# Check how the network output changes for the input roots

1. Compute the roots of the train-free DTD 
2. For each input root, we compute the network output 
3. Is the network output set to zero by the root? No!
4. Do the roots have the same gradient as the input?
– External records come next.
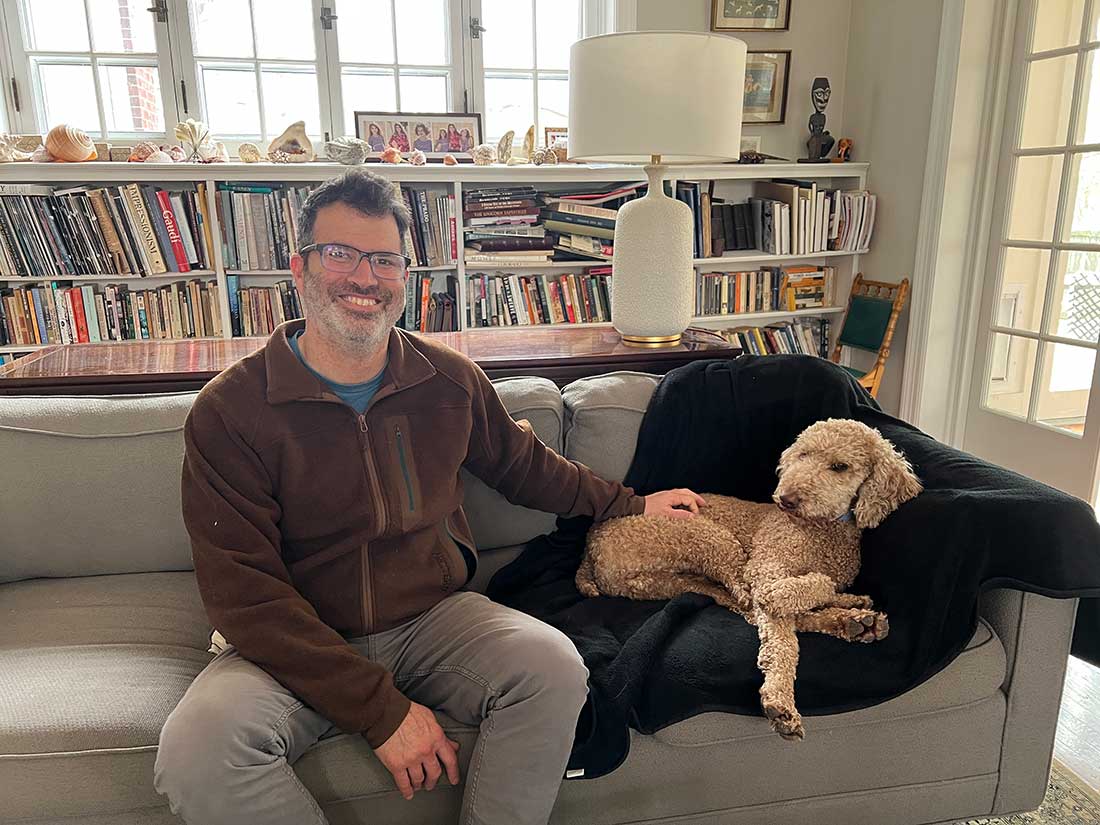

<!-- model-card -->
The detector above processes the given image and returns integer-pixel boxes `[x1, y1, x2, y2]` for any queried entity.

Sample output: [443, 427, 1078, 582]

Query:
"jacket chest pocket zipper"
[394, 427, 416, 513]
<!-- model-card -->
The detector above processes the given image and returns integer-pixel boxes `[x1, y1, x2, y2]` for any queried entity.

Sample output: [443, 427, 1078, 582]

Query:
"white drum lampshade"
[569, 32, 747, 345]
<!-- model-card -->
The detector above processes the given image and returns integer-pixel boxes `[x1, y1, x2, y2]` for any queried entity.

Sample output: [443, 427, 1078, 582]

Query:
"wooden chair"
[829, 273, 909, 398]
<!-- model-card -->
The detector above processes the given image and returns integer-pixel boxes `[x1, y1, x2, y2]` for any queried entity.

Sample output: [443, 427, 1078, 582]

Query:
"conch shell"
[267, 120, 317, 163]
[46, 123, 96, 163]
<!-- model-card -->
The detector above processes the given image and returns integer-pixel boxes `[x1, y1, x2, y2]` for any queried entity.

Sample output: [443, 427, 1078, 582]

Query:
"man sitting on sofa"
[154, 172, 703, 825]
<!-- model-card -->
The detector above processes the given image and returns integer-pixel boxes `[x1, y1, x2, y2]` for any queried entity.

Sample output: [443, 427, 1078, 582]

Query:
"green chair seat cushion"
[840, 295, 893, 352]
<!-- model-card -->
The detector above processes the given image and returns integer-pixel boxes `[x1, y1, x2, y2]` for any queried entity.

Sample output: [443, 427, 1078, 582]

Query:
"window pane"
[1063, 152, 1100, 243]
[260, 68, 321, 138]
[986, 332, 1038, 418]
[188, 0, 260, 58]
[1020, 54, 1077, 149]
[1049, 252, 1100, 343]
[23, 0, 91, 51]
[1032, 0, 1085, 53]
[340, 70, 397, 135]
[1077, 50, 1100, 143]
[1035, 343, 1096, 433]
[485, 77, 535, 143]
[88, 0, 156, 54]
[99, 64, 164, 132]
[482, 0, 535, 69]
[993, 246, 1051, 332]
[535, 0, 581, 69]
[1009, 155, 1062, 241]
[199, 66, 260, 135]
[253, 0, 316, 61]
[39, 63, 100, 135]
[400, 72, 450, 112]
[336, 0, 394, 63]
[394, 0, 448, 66]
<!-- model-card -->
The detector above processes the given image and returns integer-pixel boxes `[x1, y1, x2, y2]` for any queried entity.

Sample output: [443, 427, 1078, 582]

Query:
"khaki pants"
[153, 592, 589, 825]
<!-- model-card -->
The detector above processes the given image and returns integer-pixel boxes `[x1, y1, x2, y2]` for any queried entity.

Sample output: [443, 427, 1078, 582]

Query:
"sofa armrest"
[979, 590, 1077, 815]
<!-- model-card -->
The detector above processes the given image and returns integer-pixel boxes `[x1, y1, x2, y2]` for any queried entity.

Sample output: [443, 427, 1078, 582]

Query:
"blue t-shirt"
[289, 330, 386, 415]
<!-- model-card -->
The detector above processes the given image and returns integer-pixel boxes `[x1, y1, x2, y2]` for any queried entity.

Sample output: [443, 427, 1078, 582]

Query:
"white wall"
[840, 0, 944, 414]
[637, 0, 853, 161]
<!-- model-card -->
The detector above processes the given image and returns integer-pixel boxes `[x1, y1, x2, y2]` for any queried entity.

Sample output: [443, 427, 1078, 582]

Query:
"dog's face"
[772, 418, 921, 528]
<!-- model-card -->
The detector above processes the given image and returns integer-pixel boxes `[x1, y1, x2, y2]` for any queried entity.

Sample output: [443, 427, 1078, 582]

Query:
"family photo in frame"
[355, 111, 482, 163]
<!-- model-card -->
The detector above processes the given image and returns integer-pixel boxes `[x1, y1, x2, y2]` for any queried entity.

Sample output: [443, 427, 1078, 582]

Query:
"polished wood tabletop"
[0, 325, 740, 395]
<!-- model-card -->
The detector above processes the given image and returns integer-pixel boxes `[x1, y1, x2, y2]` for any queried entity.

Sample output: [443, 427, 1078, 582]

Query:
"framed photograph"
[741, 50, 791, 123]
[711, 0, 791, 32]
[355, 112, 482, 163]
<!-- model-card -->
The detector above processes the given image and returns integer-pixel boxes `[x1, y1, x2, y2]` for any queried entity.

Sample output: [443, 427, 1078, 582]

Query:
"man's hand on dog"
[646, 487, 706, 518]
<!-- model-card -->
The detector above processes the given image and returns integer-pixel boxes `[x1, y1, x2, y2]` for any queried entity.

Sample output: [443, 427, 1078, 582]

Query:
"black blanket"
[488, 355, 1100, 778]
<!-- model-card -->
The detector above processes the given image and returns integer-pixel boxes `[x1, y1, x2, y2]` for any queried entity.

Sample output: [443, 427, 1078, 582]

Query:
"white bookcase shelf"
[0, 162, 868, 353]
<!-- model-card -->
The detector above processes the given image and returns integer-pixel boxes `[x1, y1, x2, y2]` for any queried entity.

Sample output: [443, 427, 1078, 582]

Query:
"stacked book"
[0, 183, 213, 278]
[402, 186, 459, 266]
[0, 278, 222, 345]
[226, 275, 305, 338]
[695, 266, 836, 316]
[719, 318, 829, 358]
[466, 266, 612, 327]
[462, 186, 553, 266]
[397, 273, 459, 332]
[215, 183, 310, 272]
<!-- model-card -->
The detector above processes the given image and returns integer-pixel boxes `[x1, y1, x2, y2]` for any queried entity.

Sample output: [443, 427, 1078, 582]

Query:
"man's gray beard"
[301, 270, 405, 356]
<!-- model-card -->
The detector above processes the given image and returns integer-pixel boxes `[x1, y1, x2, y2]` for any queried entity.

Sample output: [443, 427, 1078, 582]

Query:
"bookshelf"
[0, 162, 868, 365]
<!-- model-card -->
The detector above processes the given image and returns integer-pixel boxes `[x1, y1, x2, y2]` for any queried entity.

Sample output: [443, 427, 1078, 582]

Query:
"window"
[0, 0, 633, 145]
[6, 0, 175, 139]
[986, 0, 1100, 433]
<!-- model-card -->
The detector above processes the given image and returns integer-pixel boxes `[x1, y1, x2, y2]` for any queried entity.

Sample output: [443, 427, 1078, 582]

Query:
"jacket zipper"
[397, 427, 416, 513]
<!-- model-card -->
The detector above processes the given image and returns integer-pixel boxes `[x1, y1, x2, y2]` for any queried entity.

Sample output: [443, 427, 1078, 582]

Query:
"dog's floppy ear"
[855, 430, 922, 529]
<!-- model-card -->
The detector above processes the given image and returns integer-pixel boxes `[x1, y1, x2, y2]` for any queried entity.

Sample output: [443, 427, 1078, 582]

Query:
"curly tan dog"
[576, 418, 921, 739]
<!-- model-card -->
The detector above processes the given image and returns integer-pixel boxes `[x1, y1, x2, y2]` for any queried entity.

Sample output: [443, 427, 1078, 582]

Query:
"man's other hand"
[374, 702, 459, 800]
[646, 487, 706, 518]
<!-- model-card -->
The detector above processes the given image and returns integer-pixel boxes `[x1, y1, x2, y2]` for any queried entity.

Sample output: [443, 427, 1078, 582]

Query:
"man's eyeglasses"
[298, 243, 413, 281]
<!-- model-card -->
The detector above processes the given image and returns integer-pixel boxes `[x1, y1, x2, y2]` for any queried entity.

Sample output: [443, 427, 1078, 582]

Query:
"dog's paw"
[760, 696, 806, 741]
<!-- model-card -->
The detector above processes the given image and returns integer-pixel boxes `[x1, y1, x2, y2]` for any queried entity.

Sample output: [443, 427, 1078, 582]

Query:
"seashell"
[267, 120, 317, 163]
[496, 129, 516, 163]
[128, 141, 161, 163]
[237, 143, 262, 163]
[46, 124, 96, 163]
[0, 132, 31, 163]
[470, 143, 496, 166]
[325, 138, 371, 166]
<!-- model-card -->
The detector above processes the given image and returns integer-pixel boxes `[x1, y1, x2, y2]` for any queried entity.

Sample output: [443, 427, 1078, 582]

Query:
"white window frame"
[0, 0, 177, 142]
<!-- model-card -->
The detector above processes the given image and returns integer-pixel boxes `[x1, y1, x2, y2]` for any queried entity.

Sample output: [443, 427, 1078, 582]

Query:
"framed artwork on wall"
[355, 112, 482, 162]
[711, 0, 791, 32]
[741, 50, 791, 123]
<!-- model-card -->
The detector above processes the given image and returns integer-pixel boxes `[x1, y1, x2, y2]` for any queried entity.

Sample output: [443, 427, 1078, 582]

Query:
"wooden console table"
[0, 325, 741, 395]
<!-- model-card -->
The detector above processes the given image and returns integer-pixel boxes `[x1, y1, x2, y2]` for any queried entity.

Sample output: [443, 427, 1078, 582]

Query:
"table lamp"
[569, 32, 747, 347]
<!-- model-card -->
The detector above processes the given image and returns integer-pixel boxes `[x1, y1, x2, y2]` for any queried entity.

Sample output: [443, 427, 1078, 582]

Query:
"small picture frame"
[711, 0, 791, 32]
[355, 111, 482, 163]
[741, 50, 791, 123]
No!

In [None]:
%env CUDA_VISIBLE_DEVICES=""


from typing import Union, Callable, cast

import dataclasses
import torch 
import numpy as np
import tqdm.auto
from torch import nn
import matplotlib.pyplot as plt
import pandas as pd
from IPython.display import display

from lrp_relations import dtd, local_linear
from lrp_relations.utils import to_np


In [None]:
@dataclasses.dataclass
class NotebookArgs:
    root_finder: str = "linear_dtd"
    explained_output: slice = slice(0, 1)
    rule = dtd.rules.z_plus


args = NotebookArgs()

torch.manual_seed(2)
mlp = dtd.MLP(4, 10, 10, 2)
mlp.init_weights()

print(f"the network has {sum(p.numel() for p in mlp.parameters())} parameters")


torch.manual_seed(1)
x = mlp.get_input_with_output_greater(
    0.25, args.explained_output, non_negative=True
)

mlp_output = mlp.slice(output=args.explained_output)

assert mlp_output(x).shape == (1, 1)


x[:, args.explained_output].shape


In [None]:
if args.root_finder == "interpolation":
    root_finder = dtd.InterpolationRootFinder(
        mlp,
        use_cache=True,
        use_candidates_cache=True,
        args=local_linear.InterpolationArgs(
            batch_size=50,
            n_refinement_steps=10,
            n_batches=1,
            show_progress=True,
            enforce_non_negative=True,
        ),
    )
elif args.root_finder == "linear_dtd":
    root_finder = dtd.LinearDTDRootFinder(
        mlp,
        args.explained_output.start,
        args.rule,
    )
else:
    raise ValueError(f"unknown root_finder: {args.root_finder}")

rel_fn_builder = dtd.TrainFreeFn.get_fn_builder(
    mlp,
    root_finder=root_finder,
    check_consistent=False,
)

rel_fns = dtd.get_decompose_relevance_fns(
    mlp, args.explained_output, rel_fn_builder
)


In [None]:
data = []
torch.manual_seed(0)
n_errors = 0
n_points = 1000
pbar = tqdm.auto.tqdm(total=n_points)
while True:
    try:
        x = mlp.get_input_with_output_greater(
            0.1,
            args.explained_output,
            non_negative=True,
            seed=int(torch.randint(0, 2**32, (1,)).item()),
        )

        rel_result = cast(dtd.TrainFreeRel, rel_fns[-1](x))

        outputs = torch.cat([mlp_output(r.root) for r in rel_result.roots])

        grads = torch.cat(
            [mlp_output.compute_input_grad(r.root) for r in rel_result.roots]
        )
        data.append(
            dict(
                x=to_np(x),
                output_x=mlp_output(x).item(),
                grad_input=to_np(mlp_output.compute_input_grad(x)),
                output_roots=to_np(outputs),
                grad_roots=to_np(grads),
            )
        )
    except AssertionError:
        n_errors += 1

    pbar.update(1)
    pbar.set_postfix(error_percentage=n_errors / pbar.n)
    pbar.refresh()
    if pbar.n >= n_points:
        break


In [None]:
df = pd.DataFrame(data)

display(df)


In [None]:
np.stack(df.output_roots - df.output_x).shape


In [None]:
diffs = np.stack(df.output_x - df.output_roots)

bins = 20
plt.hist(diffs.flatten(), bins=bins, density=True)
plt.hist(df.output_x, bins=bins, density=True, alpha=0.5)
plt.show()


In [None]:
percentage_almost_zero = (diffs < 1e-6).mean()
print(
    "Difference between output and roots is almost "
    f"zero for: {percentage_almost_zero:.2%}"
)


In [None]:
(diffs < 1e-6).mean(axis=0)


In [None]:
df.apply(
    lambda r: np.abs(r.grad_roots - r.grad_input).mean(), axis=1
).plot.hist()


In [None]:
atol = 1e-6
grad_diff = df.apply(
    lambda r: (np.abs(r.grad_roots - r.grad_input) > atol).any(), axis=1
)

perc_grad_diff = np.stack(grad_diff).mean()  # type: ignore
print(f"{perc_grad_diff:.2%} of the roots have a gradient difference (>{atol:.1e})")